Most of that went over my head.

Sorry!

To summarise, if you have arrays of 24-bit samples, three bytes per sample, I showed that it is best to handle them in groups of four samples (12 bytes), and very efficiently sign-expand to 32-bit. The rest was details, and two different approaches you can choose from, although one has better performance.

On the optimisation... my assumption was that the C compiler would include things like hardware DP FPU and DSP extensions if they existed with no optimisations.

STM32F4 series has an ARM Cortex-M4 core, and thus ARMv7E-M architecture.

ST's

AN4841: Digital signal processing for STM32 microcontrollers using CMSIS describes its DSP features (but also includes some of the STM32F7 series).

Since GCC and Clang try to implement ARM C Language Extensions,

ACLE (ihi0053) is also useful.

In general, C is not an easy language to automatically SIMD-vectorize. For STM32F4, there are instructions that add, subtract, and/or multiply using pairs of signed or unsigned 16-bit values in each register, or quartets of 8-bit signed or unsigned values in each registers.

As of right now, you do need to use the ACLE macros to SIMD-vectorize your C code.

For example, let's say you have an array of 16-bit signed integer samples

`data`, another array of 16-bit signed integer coefficients

`coefficient`, both arrays having

`count` elements (even; multiple of two

`count`), and both arrays being 32-bit aligned (

`__attribute__((align (4)))`), you can obtain the 64-bit sum (which cannot overflow since each product is between -0x3FFF8000 and +0x40000000, i.e. 31 bits):

`#include <arm_acle.h>`

typedef struct {

union {

uint32_t u32;

int32_t i32;

uint16_t u16[2];

int16_t i16[2];

uint16x2_t u16x2;

int16x2_t i16x2;

uint8_t u8[4];

int8_t i8[4];

uint8x4_t u8x4;

int8x4_t i8x4;

char c[4];

};

} word32;

int64_t sum_i16xi16(const int16_t *data, const int16_t *coeff, const uint32_t count)

{

const word32 *dz = (const word32 *)data + (count / 2);

const word32 *d = (const word32 *)data;

const word32 *c = (const word32 *)coeff;

int64_t result = 0;

while (d < dz)

result = __smlald((*(d++)).i16x2, (*(c++)).i16x2, result);

return result;

}

using

`-O2 -march=armv7e-m+fp -mtune=cortex-m4 -mthumb` (with gcc; use -Os instead of -O2 with clang).
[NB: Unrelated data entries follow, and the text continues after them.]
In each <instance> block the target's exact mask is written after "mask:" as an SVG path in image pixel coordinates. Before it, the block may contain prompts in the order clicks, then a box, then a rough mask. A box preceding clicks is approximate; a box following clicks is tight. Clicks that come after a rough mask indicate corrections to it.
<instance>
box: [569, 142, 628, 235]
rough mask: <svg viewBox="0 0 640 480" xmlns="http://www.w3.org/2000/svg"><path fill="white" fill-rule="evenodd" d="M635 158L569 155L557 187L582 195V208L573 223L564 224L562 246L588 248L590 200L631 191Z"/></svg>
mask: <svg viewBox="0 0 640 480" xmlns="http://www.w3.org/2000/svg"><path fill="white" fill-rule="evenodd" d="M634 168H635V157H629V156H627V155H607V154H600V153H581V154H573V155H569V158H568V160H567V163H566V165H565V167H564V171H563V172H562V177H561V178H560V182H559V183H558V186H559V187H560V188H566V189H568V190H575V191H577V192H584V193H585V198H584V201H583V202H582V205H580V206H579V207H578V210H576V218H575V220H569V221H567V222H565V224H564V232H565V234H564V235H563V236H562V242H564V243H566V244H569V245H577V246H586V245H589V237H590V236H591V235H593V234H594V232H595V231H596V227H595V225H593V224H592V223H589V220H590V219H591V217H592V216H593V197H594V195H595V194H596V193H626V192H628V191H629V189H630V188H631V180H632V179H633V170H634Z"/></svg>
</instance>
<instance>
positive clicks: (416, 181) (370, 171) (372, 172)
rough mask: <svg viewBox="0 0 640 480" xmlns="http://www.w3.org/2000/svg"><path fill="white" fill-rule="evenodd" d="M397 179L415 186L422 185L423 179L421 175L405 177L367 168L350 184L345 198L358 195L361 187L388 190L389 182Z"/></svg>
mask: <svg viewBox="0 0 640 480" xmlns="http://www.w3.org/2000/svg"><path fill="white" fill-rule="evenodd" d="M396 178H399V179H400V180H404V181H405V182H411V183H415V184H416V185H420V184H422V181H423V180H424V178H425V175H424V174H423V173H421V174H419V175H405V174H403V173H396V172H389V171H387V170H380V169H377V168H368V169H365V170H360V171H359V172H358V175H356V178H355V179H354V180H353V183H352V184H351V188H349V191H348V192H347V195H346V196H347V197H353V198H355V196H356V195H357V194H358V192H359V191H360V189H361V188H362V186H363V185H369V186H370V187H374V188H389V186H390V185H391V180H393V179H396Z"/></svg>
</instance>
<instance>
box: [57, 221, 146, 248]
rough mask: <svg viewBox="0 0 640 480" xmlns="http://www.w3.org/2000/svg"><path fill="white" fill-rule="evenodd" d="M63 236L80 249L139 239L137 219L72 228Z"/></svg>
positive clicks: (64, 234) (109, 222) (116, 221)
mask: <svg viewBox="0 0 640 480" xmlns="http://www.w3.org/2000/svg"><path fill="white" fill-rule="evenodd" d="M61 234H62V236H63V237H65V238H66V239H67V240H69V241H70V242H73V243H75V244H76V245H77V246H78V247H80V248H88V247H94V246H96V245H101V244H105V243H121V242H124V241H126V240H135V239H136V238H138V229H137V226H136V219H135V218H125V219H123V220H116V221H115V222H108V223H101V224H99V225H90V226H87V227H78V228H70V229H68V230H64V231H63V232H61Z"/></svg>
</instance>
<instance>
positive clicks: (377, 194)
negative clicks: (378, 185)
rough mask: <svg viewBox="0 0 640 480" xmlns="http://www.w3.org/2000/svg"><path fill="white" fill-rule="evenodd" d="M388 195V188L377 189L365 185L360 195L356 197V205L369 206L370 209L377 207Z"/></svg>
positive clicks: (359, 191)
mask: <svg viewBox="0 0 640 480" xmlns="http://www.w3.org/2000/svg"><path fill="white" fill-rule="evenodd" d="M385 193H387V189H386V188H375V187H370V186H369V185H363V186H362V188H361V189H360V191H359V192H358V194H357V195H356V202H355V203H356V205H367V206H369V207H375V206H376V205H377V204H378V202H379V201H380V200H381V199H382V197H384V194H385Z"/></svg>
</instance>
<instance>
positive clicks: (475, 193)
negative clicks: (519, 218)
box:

The inner loop will compile to

` .L3:`` ldr r0, [r3], #4 ;` 2 cycles

` ldr r2, [r1], #4 ;` 2 cycles

` cmp ip, r3, #1 ;` 1 cycle

` smlald r4, r5, r2, r0 ;` 1 cycle

` bhi .L3 ;` 2-5 cycles when taken

which by my count should yield 8 cycles, or 4 cycles per sample, or equivalently 0.25 samples per cycle.

Furthermore, the result is trivial to shift and then clamp to the proper range, so it is just a few additional cycles

*per buffer* to adjust for the fractional bits in samples and/or coefficients.

*Me Like Dis.*If

`count` is odd, the last sample and coefficient will be ignored. I suggest you ensure your array sizes are even, and set the final element of both arrays to zero, so you can round

`count` up to the next even number without affecting the result.

The inner loop is equivalent to

` for (uint32_t i = 0; i < count/2; i++)`

result = __smlald(d[i].i16x2, c[i].i16x2, result);

but is written in a form that both gcc and clang can optimize to the above code or equivalent.

Each loop iteration computes two 16-bit products, summing them to

`result`.